Coll’s novel tracks three high school students -- including a teen whose nickname, AP Harry, says it all -- at hyper-competitive Verona High School in the affluent Washington suburbs, and the corresponding year of the interim admissions dean at summer camp-y Yates University, described by Coll in a Tuesday interview as the woodsy amalgam of every upstate New York liberal arts school.

From the first chapter on, when obsessive parents batter a cagey admissions officer with pompous questions (“Specifically,” Coll writes, one mother wanted to know whether her son could “use Yates University as his safety school”), Coll establishes stifling parental interference (involvement?) as a main source for her satire.

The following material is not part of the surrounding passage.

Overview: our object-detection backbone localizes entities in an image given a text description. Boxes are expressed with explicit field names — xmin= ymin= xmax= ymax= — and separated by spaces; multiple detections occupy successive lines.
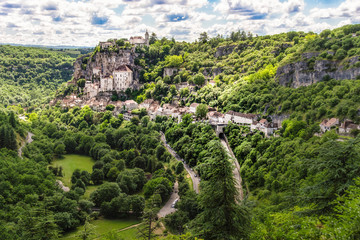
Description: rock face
xmin=276 ymin=53 xmax=360 ymax=88
xmin=74 ymin=50 xmax=139 ymax=83
xmin=215 ymin=45 xmax=236 ymax=57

She pokes fun of the insincerity of résumé-boosting volunteer work ("working with lepers" from an air-conditioned office in India!), the pervasiveness and power of U.S. News rankings, $9,999 college admissions crash counseling services and Harvard envy.

Nor are those on the other side of the admissions process beyond Coll’s genial but still sharp scrutiny: A claim on Yates’ land by an American Indian tribe inspires the cause-hungry Anti-War Union and Pro-Peace Initiative student groups to unite, despite the fact that they were “famously at political odds." And the process of putting together the perfect class emerges as anything but pretty, a fact no better illustrated than when the Yates administration makes it clear to the admissions office that a girl named Brittany who is the granddaughter of a rich donor is always welcome there -- even if she does incorrectly assume in her essay that the school is named after Yeats the poet, and proceeds to misspell the university’s name as such. “F. Scott Fitzgerald,” the Yates president says in justification, “couldn’t spell, either.”

“I couldn’t walk the dog in the morning without having a conversation about college. . . Often they’ll begin an information session by saying, ‘It’s Tuesday and you are at Bard College.' They know that you have seen so many schools,” Coll says of the inundation that inspired the novel. "You start to feel like you’re on a comic adventure."

Coll wrote the book with parents in mind, but also hopes high school students would enjoy it and perhaps even absorb the “anti-snobbery message.” Her overriding message, she says, “is that everybody’s going to be fine.”

Coll readily concedes, however, that the book satirizes the experiences of just a privileged sliver of students. “I’m the first to agree, that this is both a very isolated problem and also that I personally don’t really think it’s a problem, a huge problem,” she says. “I thought that it was just ripe for comedy.”